Augsburg war die zweite Heimat

Ex-Panther Tommy Jakoben
Tommy Jakobsen mit seinen Söhnen Noah (rechts) und Theodor.

Tommy Jakobsen denkt
in Norwegen gerne an
seine Pantherzeit zurück

Eishockeyprofis aus aller Welt zieht es Jahr für Jahr in die DEL. Viele finden in der Liga nur für einige Monate einen Arbeitsplatz und ziehen dann weiter. Der Norweger Tommy Jakobsen war kein Legionär dieser Sorte. „Augsburg war für mich und meine Frau wie eine zweite Heimat. Ich habe ein schlechtes Gewissen, dass wir so lange nicht mehr da waren“, gibt der 46-Jährige zu.

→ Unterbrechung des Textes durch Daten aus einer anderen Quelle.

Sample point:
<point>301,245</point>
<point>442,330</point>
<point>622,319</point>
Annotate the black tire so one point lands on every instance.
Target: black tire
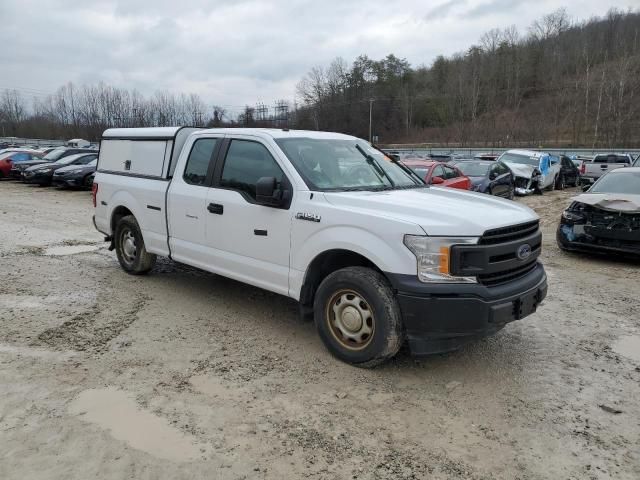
<point>372,294</point>
<point>133,258</point>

Nummer 70 Augsburger Panther
Klein, aber oho: Der Norweger Tommy Jakobsen war einer der Stars der Augsburger Panther zwischen 1996 und 2002. Foto: Siegfried Kerpf

Immerhin hat der kleine Verteidiger mit dem großen Gefühl für das  Gleiten auf dem Eis sieben Jahre seiner Karriere im Curt-Frenzel-Stadion verbracht. Von 1996 bis 2002 bestritt Jakobsen über 300 Spiele für die Panther und kehrte meistens nicht einmal im Sommer in seine norwegische Heimat zurück. „Meine Frau Mariana hat in Augsburg Medienpädagogik studiert. Wir haben uns gefühlt wie in einer Großfamilie“ betont der Abwehrspieler, der über 400 Länderspiele bestritt und seine Laufbahn erst 2013 in Lorenskog beendete.

Bei den Panthern brachte es Jakobsen auf fast 100 Scorerpunkte und erreichte unter der Leitung der Trainer Gary Prior, Bob Manno, Daniel Naud und Gunnar Leidborg fast immer die Play-offs. Dennoch entschloss sich der „Wikinger“ 2002 zu einem Wechsel zum achtfachen deutschen Meister Düsseldorfer EG. „Dort konnte ich mit meinen Landsleuten Trond Magnussen und Tore Vikingstad zusammenspielen.“ Finanzielle Gründe hätten nicht die Hauptrolle gespielt, versichert er. Seine Verabschiedung in Augsburg „war echt der Hammer“, erinnert er sich gerne zurück.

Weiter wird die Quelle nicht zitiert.